Saturday, January 30, 2016

Psalm 76

Possibly this Psalm was written with the defeat of Sennacherib, King of Assyria, as the backdrop (Isa. 36-37).  The connections are certainly quite illustrative and the Psalm certainly seems to have a military victory in mind.  If you are not familiar with that story it might be good to read it now.

·        76:1 speaks of both Judah and Israel, the southern and northern kingdoms.  Sennacherib was God’s tool in carrying the Northern Kingdom into captivity.  After that victory he made his way south, through the northern reaches of the Kingdom of Judah, taking several walled cities.  When he came to Jerusalem he spoke boastfully of what he had done to other kingdoms and challenged the God of Israel.  Hezekiah had prayed and God answered the prayer by protecting Judah from the wrath of Sennacherib.

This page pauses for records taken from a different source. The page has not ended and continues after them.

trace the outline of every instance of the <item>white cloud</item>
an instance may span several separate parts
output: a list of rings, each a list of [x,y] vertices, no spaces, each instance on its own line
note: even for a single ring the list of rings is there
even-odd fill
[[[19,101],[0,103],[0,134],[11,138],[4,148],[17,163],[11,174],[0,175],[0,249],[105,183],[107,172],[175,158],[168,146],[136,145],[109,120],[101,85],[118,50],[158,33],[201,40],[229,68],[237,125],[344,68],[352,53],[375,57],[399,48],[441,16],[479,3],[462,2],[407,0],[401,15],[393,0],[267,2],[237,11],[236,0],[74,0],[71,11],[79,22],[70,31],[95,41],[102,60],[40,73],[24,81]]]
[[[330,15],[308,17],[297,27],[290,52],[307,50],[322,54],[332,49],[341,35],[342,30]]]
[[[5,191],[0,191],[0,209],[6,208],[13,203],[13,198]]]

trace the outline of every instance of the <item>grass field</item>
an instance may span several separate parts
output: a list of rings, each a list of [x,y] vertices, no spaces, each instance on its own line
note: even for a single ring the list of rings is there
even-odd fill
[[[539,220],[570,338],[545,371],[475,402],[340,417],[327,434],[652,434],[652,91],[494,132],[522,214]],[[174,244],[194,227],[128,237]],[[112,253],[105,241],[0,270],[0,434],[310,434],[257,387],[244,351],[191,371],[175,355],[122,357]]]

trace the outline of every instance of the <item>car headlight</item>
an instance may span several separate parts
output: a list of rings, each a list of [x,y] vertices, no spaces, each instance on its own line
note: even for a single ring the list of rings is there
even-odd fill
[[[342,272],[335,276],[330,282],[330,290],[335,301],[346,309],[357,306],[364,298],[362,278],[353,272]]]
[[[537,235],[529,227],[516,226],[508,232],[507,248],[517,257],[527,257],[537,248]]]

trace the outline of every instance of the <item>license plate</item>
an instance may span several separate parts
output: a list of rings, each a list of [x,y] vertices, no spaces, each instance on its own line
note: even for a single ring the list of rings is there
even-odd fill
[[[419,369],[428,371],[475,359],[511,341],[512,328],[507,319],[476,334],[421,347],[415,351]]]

·        76:2: Sennacherib’s defeat took place at Jerusalem.

·        76:4: The mountains of prey probably refer to the nations defeated by the army of Assyria (Isa. 37:12-13).  Sennacherib’s commander had spoken of the weak gods of those nations, and intimated Israel’s God would be no different.

·        76:5,6 refer to the way God delivered Israel.  After Hezekiah’s prayer Isaiah told him to watch God work.  In the morning when they went out to battle there were all the corpses, the dead bodies of the Assyrians.  There was no explanation as to what happened; God just put then in the deep sleep of death.

·        76:10: In the end the wrath of man (Sennacherib) was a means of great praise for God who defeated Assyria in a way that can only be said to be a true act of God.  (God’s words through Moses to and about Pharaoh, King of Egypt, are a powerful statement of this eternal principle, Exodus 9:16-17; 15:9-11).

·        76:12:  God had brought to nothing the King of the greatest empire in the world at the time.  Thus all the kings of the earth would see the God of Israel/ Judah as awesome!

The lessons are many in this Psalm.  For one thing we are reminded that we ought to give thanks to God for His deliverances.  Certainly we see that we ought to depend on God in our impossible situations.  Hezekiah did this; in the face of the Assyrian army which had in fact defeated nation after nation.  None of the gods of these nations had been able to resist Sennacherib.  That could have been intimidating to Hezekiah.  But he prayed.  Then he accepted God’s answer and acted upon it.

Do not fail to see what this story illustrates.  If you choose to defy God, be very clear that your wrath against God will be for His praise!  God will be glorified in you.  We implore you on Christ’s behalf: be reconciled to God (2 Cor. 5:20).